Arrivati alla stazione ferroviaria di Quarto, la mattina del 21 luglio, i manifestanti scesi dai vari treni, giunti da tutta Italia, in silenzio, alla spicciolata, si incamminavano, mentre la tensione si respirava nell’aria. Il sole si faceva sentire: solo un elicottero della polizia rompeva quel silenzio irreale maturato in una notte di riflessione e di dubbi da Napoli a Genova.

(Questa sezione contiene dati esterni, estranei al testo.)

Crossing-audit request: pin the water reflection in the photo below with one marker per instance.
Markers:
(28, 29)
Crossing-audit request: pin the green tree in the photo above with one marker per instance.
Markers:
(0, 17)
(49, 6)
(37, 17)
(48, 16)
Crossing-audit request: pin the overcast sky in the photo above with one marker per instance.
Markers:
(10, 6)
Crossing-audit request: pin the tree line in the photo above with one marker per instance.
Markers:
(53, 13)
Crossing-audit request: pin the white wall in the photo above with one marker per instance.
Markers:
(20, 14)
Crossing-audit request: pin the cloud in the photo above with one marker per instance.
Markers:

L’elicottero continuava a sorvolare le nostre teste: presenza inquietante che dopo pochi metri che il corteo aveva percorso dalla stazione aveva scatenato urla e cori dei manifestanti, che dopo una notte insonne fatta di lacrime e ripensamenti scaricavano la tensione accumulata.
Il corteo costituito quasi esclusivamente da bandiere rosse e gruppi del P.R.C. o comuniste continuava ad andare avanti confluendo sul lungomare della città ligure. In lontananza vedevamo salire in alto del fumo: più in là, ad un chilometro c’erano degli scontri, la tensione cresceva, presto si trasformerà in paura e panico.

Nel frattempo arrivavano notizie: “Al Carlini sono assediati: non possono uscire! Passare parola”. Scosso dal messaggio chiamo alcuni amici di Roma, che avevo sentito la sera prima e con i quali ero stato attivo nei mesi precedenti, mi avevano detto che per passare la notte li avevano fatti accampare nello Stadio Carlini. “Fabio – grido: la conversazione è disturbata – dove siete? State bene? Ho sentito che il Carlini è assediato, è vero?”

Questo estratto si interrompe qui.